— Держи Лизку крепче! — велел Таран Полине, вытаскивая из рюкзака истошно мяучащую кошку.
Вообще-то задача только в изложении Полины казалась простой. Дело в том, что Тарану надо было успеть почти одновременно совершить три действия, причем последовательность их надо было четко просчитать, иначе весь замысел мог пойти к черту.
Например, для того чтоб открыть дверь, ведущую на крыльцо, тут же отскочить за дверь терраски и захлопнуть ее за собой, надо было иметь две свободные руки. Но для того чтоб иметь две свободные руки, надо было отпустить Муську еще до того, как будет открыта дверь на крыльцо и закрыта дверь на терраску. В том, что кошка в два счета прошмыгнет на терраску еще до того, как Таран откроет дверь и впустит собак, можно было не сомневаться. А это означало полный провал всей задуманной «операции».

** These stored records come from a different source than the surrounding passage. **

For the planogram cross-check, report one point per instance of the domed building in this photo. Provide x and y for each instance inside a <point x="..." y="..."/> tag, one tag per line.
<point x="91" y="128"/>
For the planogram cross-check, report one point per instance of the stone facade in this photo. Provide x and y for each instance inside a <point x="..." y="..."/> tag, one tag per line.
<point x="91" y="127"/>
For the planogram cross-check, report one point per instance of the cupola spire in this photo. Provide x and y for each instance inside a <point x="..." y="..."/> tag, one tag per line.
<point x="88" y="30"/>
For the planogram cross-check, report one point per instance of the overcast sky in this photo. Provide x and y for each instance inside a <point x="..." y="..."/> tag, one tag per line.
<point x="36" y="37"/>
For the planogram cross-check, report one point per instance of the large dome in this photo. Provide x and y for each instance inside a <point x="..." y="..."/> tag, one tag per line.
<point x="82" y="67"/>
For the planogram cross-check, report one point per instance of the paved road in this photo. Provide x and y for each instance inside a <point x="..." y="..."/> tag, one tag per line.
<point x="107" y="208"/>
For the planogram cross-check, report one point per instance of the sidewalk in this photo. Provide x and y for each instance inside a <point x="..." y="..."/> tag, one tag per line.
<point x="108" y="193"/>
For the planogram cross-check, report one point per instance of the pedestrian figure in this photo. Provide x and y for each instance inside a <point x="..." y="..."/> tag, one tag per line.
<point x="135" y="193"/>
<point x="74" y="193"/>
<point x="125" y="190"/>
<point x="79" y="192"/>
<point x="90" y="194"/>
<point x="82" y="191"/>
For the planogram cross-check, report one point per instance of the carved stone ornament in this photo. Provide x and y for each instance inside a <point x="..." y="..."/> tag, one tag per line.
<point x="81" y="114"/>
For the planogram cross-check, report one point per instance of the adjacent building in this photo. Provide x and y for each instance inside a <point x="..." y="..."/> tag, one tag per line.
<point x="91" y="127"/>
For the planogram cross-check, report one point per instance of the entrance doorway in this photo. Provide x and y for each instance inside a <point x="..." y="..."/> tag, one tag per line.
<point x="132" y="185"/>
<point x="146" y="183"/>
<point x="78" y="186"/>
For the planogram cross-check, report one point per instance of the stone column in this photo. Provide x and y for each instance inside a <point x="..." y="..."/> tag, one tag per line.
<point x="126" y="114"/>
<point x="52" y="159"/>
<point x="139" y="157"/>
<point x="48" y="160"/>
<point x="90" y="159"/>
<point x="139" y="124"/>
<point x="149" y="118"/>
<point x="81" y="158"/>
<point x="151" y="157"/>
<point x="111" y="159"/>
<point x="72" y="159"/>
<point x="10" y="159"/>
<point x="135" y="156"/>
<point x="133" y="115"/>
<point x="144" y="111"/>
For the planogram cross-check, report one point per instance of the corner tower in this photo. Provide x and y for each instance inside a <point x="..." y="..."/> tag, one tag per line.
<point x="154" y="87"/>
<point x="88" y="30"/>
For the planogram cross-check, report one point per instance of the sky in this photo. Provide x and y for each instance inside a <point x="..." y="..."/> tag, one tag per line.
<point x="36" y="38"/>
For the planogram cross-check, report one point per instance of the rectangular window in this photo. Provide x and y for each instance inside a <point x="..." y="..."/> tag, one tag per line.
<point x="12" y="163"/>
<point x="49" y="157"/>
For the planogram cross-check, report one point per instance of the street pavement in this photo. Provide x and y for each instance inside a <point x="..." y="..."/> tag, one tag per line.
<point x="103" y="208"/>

Таран принял решение, которое трудно было бы назвать соломоновым. Скорее оно относилось к той же славной плеяде решений, которую открыл Александр Македонский, разрубая мечом гордиев узел. Юрка размахнулся и самым безжалостным образом зашвырнул кошку в кухню, почти к самой печке. Муська, как и положено кошачьему отродью, ловко приземлилась на четыре лапы, разъяренно зашипела, а потом метнулась обратно к сеням. Сразу после этого Таран приоткрыл дверь, ведущую на крыльцо, прыжком отскочил назад и захлопнул дверь, ведущую из сеней на терраску.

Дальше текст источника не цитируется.